7. Alicia Vikander won for the wrong movie. She was the glue that carried Ex Machina but got nominated for The Danish Girl in a more awards-oriented role. Brie Larson looked to have it locked down but the biggest upsets in Hollywood history always happen in the supporting category on a regular basis. It’s much more of a crap shoot and we can all just pretend she won for the right movie.
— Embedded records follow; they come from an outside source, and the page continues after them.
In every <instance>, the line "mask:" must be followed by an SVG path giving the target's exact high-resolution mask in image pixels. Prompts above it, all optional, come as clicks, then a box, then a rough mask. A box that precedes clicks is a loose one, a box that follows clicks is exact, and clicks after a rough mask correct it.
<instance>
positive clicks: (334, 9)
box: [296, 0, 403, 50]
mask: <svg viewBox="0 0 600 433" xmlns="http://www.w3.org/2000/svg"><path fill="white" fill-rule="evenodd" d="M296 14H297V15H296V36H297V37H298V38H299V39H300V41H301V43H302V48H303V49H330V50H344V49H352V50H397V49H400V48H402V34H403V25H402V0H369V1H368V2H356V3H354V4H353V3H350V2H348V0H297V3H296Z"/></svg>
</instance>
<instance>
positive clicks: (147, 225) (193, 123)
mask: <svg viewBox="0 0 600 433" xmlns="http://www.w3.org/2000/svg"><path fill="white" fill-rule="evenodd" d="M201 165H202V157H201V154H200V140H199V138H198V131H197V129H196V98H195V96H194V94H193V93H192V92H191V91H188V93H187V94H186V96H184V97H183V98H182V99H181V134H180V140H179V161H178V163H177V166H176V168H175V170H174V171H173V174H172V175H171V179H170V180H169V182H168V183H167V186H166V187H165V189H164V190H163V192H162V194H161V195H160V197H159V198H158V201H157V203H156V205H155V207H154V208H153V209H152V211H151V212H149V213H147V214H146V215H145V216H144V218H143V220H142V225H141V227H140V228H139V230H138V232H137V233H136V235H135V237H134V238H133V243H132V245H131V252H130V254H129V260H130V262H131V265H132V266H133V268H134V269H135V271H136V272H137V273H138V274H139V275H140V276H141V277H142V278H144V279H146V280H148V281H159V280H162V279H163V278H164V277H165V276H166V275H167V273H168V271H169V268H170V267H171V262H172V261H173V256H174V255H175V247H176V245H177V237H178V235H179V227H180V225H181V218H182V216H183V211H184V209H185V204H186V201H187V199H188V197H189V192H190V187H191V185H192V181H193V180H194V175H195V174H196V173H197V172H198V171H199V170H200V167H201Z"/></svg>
6. The Oscars were Shiny and Chrome! Mad Max: Fury Road won all the right awards it should’ve won; I didn’t think much of it as a film on the whole but it’s a masterpiece of design and style. It’s a brilliantly designed film on every level. Winning as many ancillary design and production awards as it did was what it should’ve won. Without a “five or more” rule for Best Picture it wouldn’t have been in consideration for that, of course, but the fact that watching the highlights for it made it look like a way better movie than The Revenant makes me want to see it again to be sure. The one thing Fury Road has over the rest of the field is that the people who liked it the most are the most passionate about that film. I also think it’ll be the film we remember the most from 2015 when all is said and done, too.

5. The only presenter or award winner that didn’t find some way to make a lackluster political crack was the Star Wars robots. I was half expecting C-3PO to make a jock about how Donald Trump looked like a Wookie.
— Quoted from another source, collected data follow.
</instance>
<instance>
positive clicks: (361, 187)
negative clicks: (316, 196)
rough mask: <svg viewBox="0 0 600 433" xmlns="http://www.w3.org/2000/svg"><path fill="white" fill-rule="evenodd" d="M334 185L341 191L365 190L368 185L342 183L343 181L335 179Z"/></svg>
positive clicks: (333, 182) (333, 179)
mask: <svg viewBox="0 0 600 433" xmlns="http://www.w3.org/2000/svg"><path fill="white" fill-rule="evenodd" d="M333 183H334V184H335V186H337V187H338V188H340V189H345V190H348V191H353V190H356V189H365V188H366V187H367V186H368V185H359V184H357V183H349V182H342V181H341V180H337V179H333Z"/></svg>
4. The sidebar of “Thank Yous” underneath helped try to shorten up a still overly long broadcast, which was nice. Acceptance speeches focused on things other than the art of film, which was a bold choice, as opposed to trying to thank as many people in the limited time given. To be fair it also kind of gave the film a cheesy Eurovision type of feel on occasion, especially given a lot of the attempts at comedy, but it felt different which isn’t a bad thing.

3. Mark Rylance with a big upset … but not shocking considering Stallone’s reputation. Rylance winning was my upset special, as I thought he was terrific in an unexpected way, but this felt like karma catching up to Stallone in the same way Eddie Murphy was the seeming lock for Dreamgirls and lost to Alan Arkin. Stallone probably will wind up getting a Lifetime Achievement Award at some point but this was probably his last chance at winning an Oscar. Everything aligned up perfectly … and he still lost. Creed was the last great fastball in his fairly underwhelming career; Stallone’s high points are marred by the sheer quantity of terrible films he’s been in over the years. He had everything perfectly lined up; the great franchise that made him, the character he brought back, the young cast that he worked well with and the momentum of nostalgia. And he lost.
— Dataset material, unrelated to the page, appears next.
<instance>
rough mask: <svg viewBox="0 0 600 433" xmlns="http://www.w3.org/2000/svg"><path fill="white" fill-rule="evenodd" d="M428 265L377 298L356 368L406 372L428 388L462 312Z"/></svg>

2. If Lady Gaga hadn’t spent what feels like a decade as a weirdo, trying to ape 1980s Madonna, we’d properly recognize her as a profound vocal talent. She absolutely MURDERED IT at the Oscars and whenever she has the prestige moment to do something spectacular she does. It’s amazing. I keep thinking if we didn’t have years of meat dresses, eggs hatching and other goofy things right now we’d think of her as an amazing singer and not as someone who inspired the dress code of The Hunger Games with an amazing voice.

1. Leo DiCaprio’s Oscar should be officially entitled a “Participation Oscar” because his performance really didn’t warrant it. He was the weakest of the five but he wins because no one wants an A-list Susan Lucci.